Me quedé mirando la pantalla por un momento antes de contestar.
—¿Qué?
—¿Estás en casa? —preguntó.
—No.
Hubo una pausa.
—Interesante —respondió Logan.
—¿Por qué?
—Porque estoy parado afuera de tu casa y tu auto está aquí mismo.
Cerré los ojos brevemente.
—Voy a entrar —agregó alegremente.
La llamada terminó antes de que pudiera protestar.
Gemí.
Logan ha sido mi mejor amigo desde el bachillerato y es un fastidio.
Unos minutos después sonó el timbre. Bajé las escaleras y abrí la puerta.
Logan estaba ahí sonriendo como si acabara de ganar una apuesta.
Nos dimos la mano brevemente antes de hacerme a un lado.
—Vamos a mi estudio —dije.
Nos sentamos uno frente al otro. Logan se recostó en la silla casualmente.
—¿Qué pasa?
Lo miré por un momento.
—Una complicación médica —dije finalmente.
Levantó una ceja. —¿Con la subrogante?
—Sí.
Le expliqué todo. Los nombres idénticos. La enfermera agotada. El embrión equivocado.
Cuando terminé, Logan guardó silencio exactamente cinco segundos. Luego estalló en carcajadas.

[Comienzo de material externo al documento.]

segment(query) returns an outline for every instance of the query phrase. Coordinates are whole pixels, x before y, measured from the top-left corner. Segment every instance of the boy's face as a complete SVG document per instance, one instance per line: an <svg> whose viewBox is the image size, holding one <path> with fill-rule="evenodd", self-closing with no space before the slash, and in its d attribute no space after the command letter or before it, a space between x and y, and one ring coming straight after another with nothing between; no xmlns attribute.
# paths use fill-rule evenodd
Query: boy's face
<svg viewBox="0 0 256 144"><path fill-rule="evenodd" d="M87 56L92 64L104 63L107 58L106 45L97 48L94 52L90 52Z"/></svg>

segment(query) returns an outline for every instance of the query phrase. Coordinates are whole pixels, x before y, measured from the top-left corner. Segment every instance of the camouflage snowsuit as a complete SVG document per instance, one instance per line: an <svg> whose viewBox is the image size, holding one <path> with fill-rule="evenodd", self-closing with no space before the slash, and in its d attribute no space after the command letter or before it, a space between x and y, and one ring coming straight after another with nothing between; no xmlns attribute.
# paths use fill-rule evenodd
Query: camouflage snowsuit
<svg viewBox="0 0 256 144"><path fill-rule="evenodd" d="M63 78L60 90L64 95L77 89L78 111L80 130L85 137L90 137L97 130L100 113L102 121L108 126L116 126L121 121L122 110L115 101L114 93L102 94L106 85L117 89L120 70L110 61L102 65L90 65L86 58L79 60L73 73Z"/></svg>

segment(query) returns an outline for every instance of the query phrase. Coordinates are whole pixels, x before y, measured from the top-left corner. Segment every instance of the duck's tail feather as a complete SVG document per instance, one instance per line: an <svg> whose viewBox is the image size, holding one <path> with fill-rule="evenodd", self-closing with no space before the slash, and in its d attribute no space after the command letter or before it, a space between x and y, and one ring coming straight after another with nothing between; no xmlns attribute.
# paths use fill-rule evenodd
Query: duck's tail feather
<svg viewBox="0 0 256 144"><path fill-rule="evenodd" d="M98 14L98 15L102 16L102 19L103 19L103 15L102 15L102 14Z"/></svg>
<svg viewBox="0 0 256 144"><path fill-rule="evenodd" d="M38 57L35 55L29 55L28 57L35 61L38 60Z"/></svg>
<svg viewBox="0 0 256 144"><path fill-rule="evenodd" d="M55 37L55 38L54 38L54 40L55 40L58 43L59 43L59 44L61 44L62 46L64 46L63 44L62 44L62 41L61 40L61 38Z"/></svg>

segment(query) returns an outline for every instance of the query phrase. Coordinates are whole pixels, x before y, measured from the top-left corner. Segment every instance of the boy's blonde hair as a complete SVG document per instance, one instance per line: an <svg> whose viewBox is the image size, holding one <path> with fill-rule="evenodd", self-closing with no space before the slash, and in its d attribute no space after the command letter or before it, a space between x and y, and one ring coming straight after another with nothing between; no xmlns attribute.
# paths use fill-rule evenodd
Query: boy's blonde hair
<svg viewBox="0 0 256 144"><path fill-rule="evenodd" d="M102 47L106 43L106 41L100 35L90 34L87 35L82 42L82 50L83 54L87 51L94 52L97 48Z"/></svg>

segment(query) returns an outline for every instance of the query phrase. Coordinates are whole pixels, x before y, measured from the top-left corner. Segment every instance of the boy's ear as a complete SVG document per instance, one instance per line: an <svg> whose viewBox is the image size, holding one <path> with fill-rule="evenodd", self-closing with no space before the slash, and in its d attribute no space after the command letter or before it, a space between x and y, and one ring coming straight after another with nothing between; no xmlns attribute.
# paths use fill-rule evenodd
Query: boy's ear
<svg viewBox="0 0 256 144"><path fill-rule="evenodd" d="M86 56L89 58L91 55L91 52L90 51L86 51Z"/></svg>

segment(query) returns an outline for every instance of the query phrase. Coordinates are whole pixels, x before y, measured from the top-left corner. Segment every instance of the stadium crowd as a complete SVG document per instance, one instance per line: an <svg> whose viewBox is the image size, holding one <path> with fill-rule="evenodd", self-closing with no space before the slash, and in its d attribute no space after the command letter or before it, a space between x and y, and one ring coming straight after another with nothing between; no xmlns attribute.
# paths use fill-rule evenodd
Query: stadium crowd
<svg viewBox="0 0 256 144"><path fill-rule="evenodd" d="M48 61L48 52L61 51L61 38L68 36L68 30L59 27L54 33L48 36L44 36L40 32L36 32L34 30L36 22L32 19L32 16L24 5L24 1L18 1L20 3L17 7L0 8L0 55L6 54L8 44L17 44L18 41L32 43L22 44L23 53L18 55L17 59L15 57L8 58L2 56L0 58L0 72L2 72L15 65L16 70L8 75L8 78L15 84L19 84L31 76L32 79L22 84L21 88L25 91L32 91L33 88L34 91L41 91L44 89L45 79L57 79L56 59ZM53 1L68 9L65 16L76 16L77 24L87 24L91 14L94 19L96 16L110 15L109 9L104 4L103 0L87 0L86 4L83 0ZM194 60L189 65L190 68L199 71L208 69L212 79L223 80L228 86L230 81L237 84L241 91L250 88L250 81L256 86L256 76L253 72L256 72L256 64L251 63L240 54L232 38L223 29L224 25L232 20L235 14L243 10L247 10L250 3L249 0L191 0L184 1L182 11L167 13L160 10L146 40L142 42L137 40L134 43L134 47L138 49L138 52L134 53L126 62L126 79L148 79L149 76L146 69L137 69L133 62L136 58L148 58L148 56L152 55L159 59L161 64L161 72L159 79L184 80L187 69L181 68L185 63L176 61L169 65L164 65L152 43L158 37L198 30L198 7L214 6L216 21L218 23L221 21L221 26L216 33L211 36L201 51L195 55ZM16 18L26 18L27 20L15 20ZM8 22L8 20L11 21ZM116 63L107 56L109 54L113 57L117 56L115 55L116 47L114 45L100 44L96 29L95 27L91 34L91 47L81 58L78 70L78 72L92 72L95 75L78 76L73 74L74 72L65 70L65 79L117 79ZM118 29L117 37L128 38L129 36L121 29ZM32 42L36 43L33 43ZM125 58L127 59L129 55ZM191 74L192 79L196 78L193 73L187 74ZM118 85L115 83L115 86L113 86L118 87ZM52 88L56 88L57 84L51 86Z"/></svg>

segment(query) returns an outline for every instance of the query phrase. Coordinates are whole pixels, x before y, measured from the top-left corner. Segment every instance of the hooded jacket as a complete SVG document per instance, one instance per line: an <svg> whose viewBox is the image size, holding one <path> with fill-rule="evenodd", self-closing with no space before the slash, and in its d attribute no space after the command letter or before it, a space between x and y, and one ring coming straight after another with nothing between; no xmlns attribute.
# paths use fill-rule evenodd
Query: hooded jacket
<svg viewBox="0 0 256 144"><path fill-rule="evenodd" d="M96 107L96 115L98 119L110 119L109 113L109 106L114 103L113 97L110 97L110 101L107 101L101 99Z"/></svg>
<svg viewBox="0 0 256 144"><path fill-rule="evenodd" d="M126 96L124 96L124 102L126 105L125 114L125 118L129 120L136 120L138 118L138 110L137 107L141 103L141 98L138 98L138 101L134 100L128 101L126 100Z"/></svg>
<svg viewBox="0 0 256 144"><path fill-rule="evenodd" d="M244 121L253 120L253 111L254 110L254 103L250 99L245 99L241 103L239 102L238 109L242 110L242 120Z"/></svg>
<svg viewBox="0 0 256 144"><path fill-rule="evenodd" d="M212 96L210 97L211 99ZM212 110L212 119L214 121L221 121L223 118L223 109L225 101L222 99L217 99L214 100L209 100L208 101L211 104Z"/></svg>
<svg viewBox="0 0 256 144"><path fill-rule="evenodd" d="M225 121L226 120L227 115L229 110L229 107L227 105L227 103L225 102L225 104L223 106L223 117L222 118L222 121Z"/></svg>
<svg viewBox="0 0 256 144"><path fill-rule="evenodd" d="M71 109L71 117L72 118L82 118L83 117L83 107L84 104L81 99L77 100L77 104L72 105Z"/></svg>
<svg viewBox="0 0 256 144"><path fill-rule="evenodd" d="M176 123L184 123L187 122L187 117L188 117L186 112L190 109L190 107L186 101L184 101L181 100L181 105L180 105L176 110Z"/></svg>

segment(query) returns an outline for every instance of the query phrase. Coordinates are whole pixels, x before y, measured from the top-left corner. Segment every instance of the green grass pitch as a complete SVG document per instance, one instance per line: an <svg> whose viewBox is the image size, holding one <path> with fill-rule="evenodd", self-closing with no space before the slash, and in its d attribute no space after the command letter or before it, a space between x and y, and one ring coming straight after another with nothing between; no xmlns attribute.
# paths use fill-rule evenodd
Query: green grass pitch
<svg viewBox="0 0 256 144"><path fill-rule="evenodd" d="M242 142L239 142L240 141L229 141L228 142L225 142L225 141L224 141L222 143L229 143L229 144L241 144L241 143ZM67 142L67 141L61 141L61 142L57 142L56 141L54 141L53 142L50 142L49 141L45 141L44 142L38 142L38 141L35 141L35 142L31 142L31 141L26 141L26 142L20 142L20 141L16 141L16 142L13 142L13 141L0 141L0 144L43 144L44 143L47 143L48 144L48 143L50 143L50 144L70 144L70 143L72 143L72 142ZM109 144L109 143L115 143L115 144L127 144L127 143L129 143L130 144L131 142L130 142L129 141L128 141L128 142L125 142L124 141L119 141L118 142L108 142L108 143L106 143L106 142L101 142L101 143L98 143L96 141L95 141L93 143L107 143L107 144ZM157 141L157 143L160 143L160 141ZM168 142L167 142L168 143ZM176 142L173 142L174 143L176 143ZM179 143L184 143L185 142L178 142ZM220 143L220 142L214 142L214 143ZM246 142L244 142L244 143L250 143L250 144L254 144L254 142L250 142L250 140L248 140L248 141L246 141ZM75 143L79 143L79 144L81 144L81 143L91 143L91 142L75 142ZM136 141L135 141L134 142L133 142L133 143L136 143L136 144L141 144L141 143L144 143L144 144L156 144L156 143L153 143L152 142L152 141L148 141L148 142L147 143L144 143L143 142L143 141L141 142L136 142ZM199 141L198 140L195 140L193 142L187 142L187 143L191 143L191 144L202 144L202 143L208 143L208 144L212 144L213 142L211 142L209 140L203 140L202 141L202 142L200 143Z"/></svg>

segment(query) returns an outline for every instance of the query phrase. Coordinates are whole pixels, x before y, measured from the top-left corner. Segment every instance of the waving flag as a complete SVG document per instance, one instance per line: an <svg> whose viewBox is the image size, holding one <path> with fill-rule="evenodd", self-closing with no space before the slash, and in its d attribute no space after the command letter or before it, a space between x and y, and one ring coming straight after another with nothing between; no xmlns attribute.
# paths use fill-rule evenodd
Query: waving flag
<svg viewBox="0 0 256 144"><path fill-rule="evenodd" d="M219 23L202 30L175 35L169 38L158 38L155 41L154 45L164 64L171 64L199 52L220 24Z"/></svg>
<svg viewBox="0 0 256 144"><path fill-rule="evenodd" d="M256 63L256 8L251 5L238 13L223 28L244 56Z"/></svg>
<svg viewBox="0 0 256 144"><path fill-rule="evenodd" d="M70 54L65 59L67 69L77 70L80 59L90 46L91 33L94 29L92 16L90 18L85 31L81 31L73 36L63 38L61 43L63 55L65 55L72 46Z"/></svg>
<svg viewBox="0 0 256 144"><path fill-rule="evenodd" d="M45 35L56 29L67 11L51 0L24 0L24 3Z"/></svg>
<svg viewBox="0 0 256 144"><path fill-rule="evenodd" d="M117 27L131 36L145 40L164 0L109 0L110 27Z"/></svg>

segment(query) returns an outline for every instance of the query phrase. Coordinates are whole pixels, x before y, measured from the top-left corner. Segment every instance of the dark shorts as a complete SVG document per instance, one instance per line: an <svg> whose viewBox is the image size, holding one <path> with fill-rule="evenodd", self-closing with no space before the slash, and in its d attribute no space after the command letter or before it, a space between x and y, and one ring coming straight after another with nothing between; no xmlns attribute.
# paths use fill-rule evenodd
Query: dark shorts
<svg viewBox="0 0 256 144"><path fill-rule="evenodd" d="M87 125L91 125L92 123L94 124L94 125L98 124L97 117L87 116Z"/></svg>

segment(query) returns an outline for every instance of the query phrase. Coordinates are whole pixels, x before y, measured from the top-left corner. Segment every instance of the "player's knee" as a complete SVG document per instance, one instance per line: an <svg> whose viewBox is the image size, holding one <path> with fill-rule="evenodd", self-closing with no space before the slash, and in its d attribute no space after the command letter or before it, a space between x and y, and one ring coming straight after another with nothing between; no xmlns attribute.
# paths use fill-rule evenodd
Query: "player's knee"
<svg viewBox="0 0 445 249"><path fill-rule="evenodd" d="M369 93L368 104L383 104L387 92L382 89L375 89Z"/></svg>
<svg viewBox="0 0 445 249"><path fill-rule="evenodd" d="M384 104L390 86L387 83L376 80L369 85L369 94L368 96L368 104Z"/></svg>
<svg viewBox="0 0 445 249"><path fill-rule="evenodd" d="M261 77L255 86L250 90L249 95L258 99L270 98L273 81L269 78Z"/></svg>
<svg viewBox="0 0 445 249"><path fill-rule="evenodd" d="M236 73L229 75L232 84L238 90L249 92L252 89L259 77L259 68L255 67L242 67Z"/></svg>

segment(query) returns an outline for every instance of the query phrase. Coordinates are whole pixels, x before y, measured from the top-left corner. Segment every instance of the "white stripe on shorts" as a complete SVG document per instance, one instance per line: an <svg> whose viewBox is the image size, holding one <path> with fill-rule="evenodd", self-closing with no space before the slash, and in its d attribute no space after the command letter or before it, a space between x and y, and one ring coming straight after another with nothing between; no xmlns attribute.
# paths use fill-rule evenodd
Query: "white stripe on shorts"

Lo fulminé con la mirada. —Me alegra que te diviertas.
—¿Me estás diciendo —soltó entre risas—, que la mujer equivocada que carga a tu hijo es la misma que te abofeteó en un bar?
—Sí.
Se rio más fuerte. —Esto es poético.
—Es incompetente.
—Tienes la peor suerte con las mujeres —dijo Logan.
—Yo no tengo mujeres —respondí sin emoción.
—Eso explica el problema.
—No pedí un análisis.
Logan se limpió los ojos. —Sabes —dijo pensativamente—, podrías simplemente adoptar.
—No.
—¿Por qué? No tiene nada de malo la adopción, ¿sabes?
—Porque quiero a mi hijo, mi sangre.
Me estudió por un momento pero no discutió más.
Mi teléfono volvió a vibrar sobre el escritorio.
La Dra. Lina.
Lo ignoré. Últimamente, cada vez que llama o envía un mensaje, siempre son malas noticias.
Logan empezó a hablar de trabajo. Su plataforma de citas había ganado otros dos millones de usuarios. Los inversores estaban rondando.
La ironía de que Logan se llamara a sí mismo el "Rey del Amor" mientras yo construía algoritmos que optimizaban el comportamiento humano no se me escapaba.
En algún momento, volvió a sacar el tema de la bofetada.
—¿Dolió? —preguntó con una sonrisa.
—No.
—¿Seguro?
—Sí.
Se volvió a reír. Eventualmente yo también me encontré riendo.
La tensión en mi pecho se alivió levemente. Luego mi teléfono volvió a sonar. Era la Dra. Lina de nuevo.
Suspiré y lo contesté.
—¿Sí?
—Buenas noches, señor —dijo su voz con cuidado—. Le envié un mensaje hace días pero no recibí respuesta.
—He estado ocupado. ¿Qué es?
Hubo una pausa.
Una pequeña inhalación al otro lado. Luego dijo en voz baja:
—Su subrogante está embarazada.
La habitación quedó en completo silencio. Logan se inclinó hacia adelante despacio.
Yo no me moví.
Por primera vez en años, no tenía absolutamente ninguna idea de lo que vendría después.